さすがに異性と同棲はしんどい。しんどすぎる。
正直、香奈を妹だと思うのは中々無理がある。この世界につい最近来たばっかりだし。
というか香奈に話したじゃん。それなのに何故だ!
「お兄ちゃん、開けて!」
「む、無理無理。香奈ごめん、今日は一旦家に帰って!」
「……何してる?」
こ、この声は……音夢!な、何でよりによってこんなタイミングで……!
「あ、音夢さんですか?私、中野 美月の妹の香奈って言います。よろしくお願いします!」
「美月の妹?あぁ……とりあえず身分証だして?」
身分証って……音夢、凄い警戒してるな。
「はい、どうぞ!」
「……ん、とりあえず確認した。ありがとう。それで、美月の部屋の前でどうしたの?」
「えっと、私今日からお兄ちゃんのお世話する事にしたんですけど、お兄ちゃんがグズって閉じこもっちゃって」
あれ?香奈ってコミュ力高くない?僕と真逆じゃん。僕のコミュ力、全部香奈に持ってかれた?

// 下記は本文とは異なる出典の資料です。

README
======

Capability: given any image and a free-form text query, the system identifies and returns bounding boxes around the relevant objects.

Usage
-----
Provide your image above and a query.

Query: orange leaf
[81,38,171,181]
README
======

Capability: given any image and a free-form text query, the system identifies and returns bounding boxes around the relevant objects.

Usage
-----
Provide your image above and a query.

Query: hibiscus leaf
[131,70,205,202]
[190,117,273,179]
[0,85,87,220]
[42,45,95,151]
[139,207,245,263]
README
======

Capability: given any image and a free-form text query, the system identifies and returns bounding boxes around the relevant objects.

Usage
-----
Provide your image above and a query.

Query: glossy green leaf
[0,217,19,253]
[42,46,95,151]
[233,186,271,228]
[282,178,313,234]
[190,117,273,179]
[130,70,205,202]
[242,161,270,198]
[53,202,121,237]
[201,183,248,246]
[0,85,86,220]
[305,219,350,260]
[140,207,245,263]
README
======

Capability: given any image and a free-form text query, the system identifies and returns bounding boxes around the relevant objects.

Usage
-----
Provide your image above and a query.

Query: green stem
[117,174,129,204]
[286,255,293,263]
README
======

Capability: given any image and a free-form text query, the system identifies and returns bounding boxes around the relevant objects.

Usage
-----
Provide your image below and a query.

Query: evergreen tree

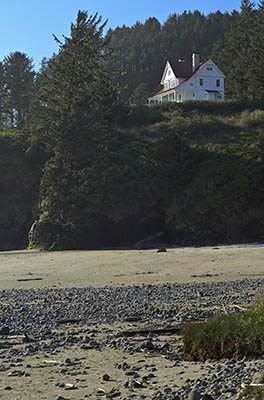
[36,11,118,157]
[32,11,122,241]
[248,1,264,100]
[212,0,257,99]
[3,51,35,128]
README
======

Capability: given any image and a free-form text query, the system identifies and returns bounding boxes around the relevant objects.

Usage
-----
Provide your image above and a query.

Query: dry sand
[0,245,264,290]
[0,245,264,400]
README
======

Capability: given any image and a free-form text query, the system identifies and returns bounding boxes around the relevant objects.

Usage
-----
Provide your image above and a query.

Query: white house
[148,54,225,104]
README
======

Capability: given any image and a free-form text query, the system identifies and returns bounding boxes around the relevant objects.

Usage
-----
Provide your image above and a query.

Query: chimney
[192,53,200,72]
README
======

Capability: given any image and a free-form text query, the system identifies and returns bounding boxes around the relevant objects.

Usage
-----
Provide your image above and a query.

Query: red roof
[169,60,193,78]
[151,61,207,97]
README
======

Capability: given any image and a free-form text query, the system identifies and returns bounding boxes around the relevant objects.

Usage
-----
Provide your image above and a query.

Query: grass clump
[183,299,264,361]
[237,385,264,400]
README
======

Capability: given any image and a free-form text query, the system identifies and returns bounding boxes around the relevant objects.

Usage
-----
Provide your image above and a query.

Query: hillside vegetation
[0,5,264,249]
[1,102,264,248]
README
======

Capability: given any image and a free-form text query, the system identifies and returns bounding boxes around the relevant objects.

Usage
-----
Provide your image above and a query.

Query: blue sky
[0,0,240,69]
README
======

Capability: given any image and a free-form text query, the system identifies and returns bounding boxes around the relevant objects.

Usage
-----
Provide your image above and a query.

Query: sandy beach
[0,245,264,400]
[0,245,264,289]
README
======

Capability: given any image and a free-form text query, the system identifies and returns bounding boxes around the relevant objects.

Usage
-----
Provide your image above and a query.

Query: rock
[201,393,214,400]
[252,372,264,383]
[135,232,165,250]
[188,390,202,400]
[0,326,10,336]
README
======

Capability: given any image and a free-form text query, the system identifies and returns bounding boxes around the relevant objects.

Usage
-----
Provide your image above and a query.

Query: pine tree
[248,1,264,100]
[3,51,35,128]
[32,11,122,241]
[38,11,118,156]
[212,0,256,99]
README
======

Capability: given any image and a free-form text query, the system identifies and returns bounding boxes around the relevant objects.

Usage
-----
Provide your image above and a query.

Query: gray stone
[188,390,202,400]
[252,372,264,383]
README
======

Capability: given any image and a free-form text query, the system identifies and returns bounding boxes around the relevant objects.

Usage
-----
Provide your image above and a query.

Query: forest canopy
[0,0,264,249]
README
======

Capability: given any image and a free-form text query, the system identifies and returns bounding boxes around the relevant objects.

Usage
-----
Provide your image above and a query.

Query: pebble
[0,279,264,400]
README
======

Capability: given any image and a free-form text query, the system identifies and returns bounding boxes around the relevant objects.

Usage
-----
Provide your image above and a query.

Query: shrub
[183,299,264,361]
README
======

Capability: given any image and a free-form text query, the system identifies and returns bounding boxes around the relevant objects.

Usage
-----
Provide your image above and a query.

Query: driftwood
[56,318,83,325]
[119,325,181,336]
[17,278,43,282]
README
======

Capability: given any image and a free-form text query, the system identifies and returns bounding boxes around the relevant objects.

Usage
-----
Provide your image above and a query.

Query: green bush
[183,299,264,361]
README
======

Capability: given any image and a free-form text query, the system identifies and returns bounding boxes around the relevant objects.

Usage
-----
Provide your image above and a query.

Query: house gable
[149,55,225,102]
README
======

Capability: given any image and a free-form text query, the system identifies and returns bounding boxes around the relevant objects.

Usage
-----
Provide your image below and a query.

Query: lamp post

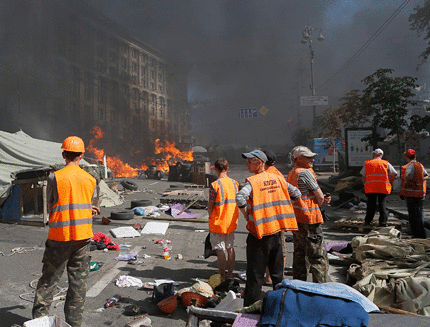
[301,25,324,134]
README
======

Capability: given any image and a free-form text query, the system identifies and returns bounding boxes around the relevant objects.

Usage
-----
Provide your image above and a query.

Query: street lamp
[301,25,324,133]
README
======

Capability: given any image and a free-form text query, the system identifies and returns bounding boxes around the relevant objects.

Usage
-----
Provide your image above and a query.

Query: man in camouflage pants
[33,136,100,327]
[287,146,331,283]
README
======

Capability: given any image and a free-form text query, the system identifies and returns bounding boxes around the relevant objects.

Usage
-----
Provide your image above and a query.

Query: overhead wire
[316,0,410,89]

「なるほど。貴方に美月を見ていてもらえると私達としても助かる。……美月お願い。私達の為になると思って」
め、迷惑かけまくってる音夢に言われると……
いや、ダメだ!さすがに音夢からのお願いでも、無理なものは無理だ!
「あ、そうだ音夢さん!後で連絡先交換してください!」
「ん、わかった。事が終わったら教える」
……何でそんなにあっさりと。これ本当にコミュ力が全部香奈に流れた説あるな。
「とりあえず美月。ここを開けて」
「い、いくら音夢のお願いだからって無理なものは無理!」
「実の妹でしょ?何でそんなに嫌がる?」
また答えにくい質問を……
「あ、大丈夫ですよ音夢さん。大体把握してますから!」
把握って何?何を把握してるの?恐怖でしかないんだけど。
「あ!そうだ、お兄ちゃん。勝負しようよ!」
「勝負?」
香奈は突然何を言ってるんだろう?
「この勝負に私が負けたら、大人しく帰るよ。けど私が勝ったら家に入れて?」
「あ、明日も来たりしない?」
「大丈夫!二度とこんな事しない、約束する!」
「わ、わかった」
ここで何とか帰らせても明日も明後日も来そうだから、勝負を受ける事にした。
大丈夫。ここで勝てばいいんだよ。
「それで勝負内容は?」
「お兄ちゃんが決めてもいいよ?ただ、お兄ちゃんも答えられる問題だけね?それで審判は音夢さん」
「わかった」
さて、どうしよう。少なくとも数学とか、なぞなぞとか、そういうのは止めといた方がいい。香奈が答えられるかもしれない。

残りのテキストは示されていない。